We must not have been the only ones. Coops were hard to come by, or at least the kind we wanted: one with a full-size door, so we wouldn’t have to crouch to clean their tiny ladder or refill their water dish. It’s idealistic to think kids will do all the extra chores — feeding, cleaning the coop, opening it in the morning and closing it at night — but we all know adults are going to have to be involved on some level, even if it’s a supervisory role.

When the coop’s owner said he’d only sell if we took the two chickens he had, we looked at the clock and figured out how quickly we could get to him. The coop was so good that we were prepared to be unprepared about chicken ownership.

How unprepared? We knew nothing about the different kinds of chickens. We had just planted our “microfarm,” and had begun to see sprouts on our winter greens. And we didn’t have a fully functioning gate on our little farm, one designed to keep chickens in and dogs out.

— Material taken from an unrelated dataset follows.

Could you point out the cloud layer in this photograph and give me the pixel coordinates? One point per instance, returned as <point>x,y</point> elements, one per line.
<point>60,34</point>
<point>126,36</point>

So we researched and found chicken groups on Facebook. We watched, with sadness, as the chickens snacked our fresh sprouts into extinction, and then we researched how to protect our garden. We socialized our herding dogs with the chickens, after learning while on vacation that one chicken did not survive a run-in with one of the dogs.

These things happen. But we bounced back. We found two hens in need of a home and scooped them up. Although we had decided against naming the birds, the kids decided one should be Beyonce and the other RBG. Who can argue with that?

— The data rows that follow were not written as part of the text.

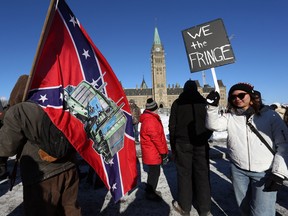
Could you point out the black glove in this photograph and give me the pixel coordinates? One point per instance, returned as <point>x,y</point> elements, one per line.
<point>213,98</point>
<point>165,159</point>
<point>273,183</point>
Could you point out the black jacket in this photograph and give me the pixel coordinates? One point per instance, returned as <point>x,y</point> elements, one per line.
<point>22,127</point>
<point>187,120</point>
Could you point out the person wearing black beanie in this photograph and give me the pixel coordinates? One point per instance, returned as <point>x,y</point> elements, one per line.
<point>189,145</point>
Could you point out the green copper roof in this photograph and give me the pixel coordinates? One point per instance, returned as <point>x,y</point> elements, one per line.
<point>156,37</point>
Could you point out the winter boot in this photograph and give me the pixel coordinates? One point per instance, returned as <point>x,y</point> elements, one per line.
<point>152,195</point>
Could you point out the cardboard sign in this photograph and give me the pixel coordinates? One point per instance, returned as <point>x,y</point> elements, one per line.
<point>207,46</point>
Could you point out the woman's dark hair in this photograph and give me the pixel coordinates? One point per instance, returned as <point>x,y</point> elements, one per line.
<point>256,103</point>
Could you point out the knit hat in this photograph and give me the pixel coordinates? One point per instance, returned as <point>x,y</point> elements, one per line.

We discovered, in a separate gardening group, that little sprouts can be protected by using upside-down, mesh trash cans found at the 99 Cents Only store. So, we hunted down enough (read: we went to three different locations) and populated our garden boxes with them. For the most part, they’ve kept the hens out.

Now we make sure the dogs are supervised. The chickens are enclosed, but they can slip through our fence, and the dogs generally want, so badly, to be good girls. But, we still supervise to make sure instincts don’t take over.

Other than that, we look for eggs, because they don’t lay eggs in their cute little nesting boxes. Not one of them. They’ve all decided to lay them behind our compost bin, for whatever reason chickens choose these types of things. We’ve become so spoiled, we’re almost disappointed if we don’t find three eggs every day.

What we’ve learned from raising chickens

  • Protect your plants. Chickens will eat a garden as if they’re weed whackers, so protect your plants with chicken-proof barriers.
  • Hunt for eggs. We wanted chickens because with seven people in the house, we easily consume an 18-pack of eggs in a few days. But chickens will lay where they want, so keep your eyes open. The kids like everything about the chickens, but they love the daily egg hunt.
  • Offer treats. Chickens like freeze-dried mealworms as treats. And they’re not gross for humans to hold.
  • Observe bedtime. They put themselves to bed. It’s amazing.
  • Discover eggs of all shades. Hens begin laying, generally, around six months or so depending on the breed. Find the right breed, and you’ll get blue or green eggs, just like Dr. Seuss.
  • Enjoy their antics. Chickens are social. They like hugs. They’re chatty, but not loud. Their distinct personalities are a crackup. And there is something super calming about going in the garden and just watching them and hearing them throughout the day.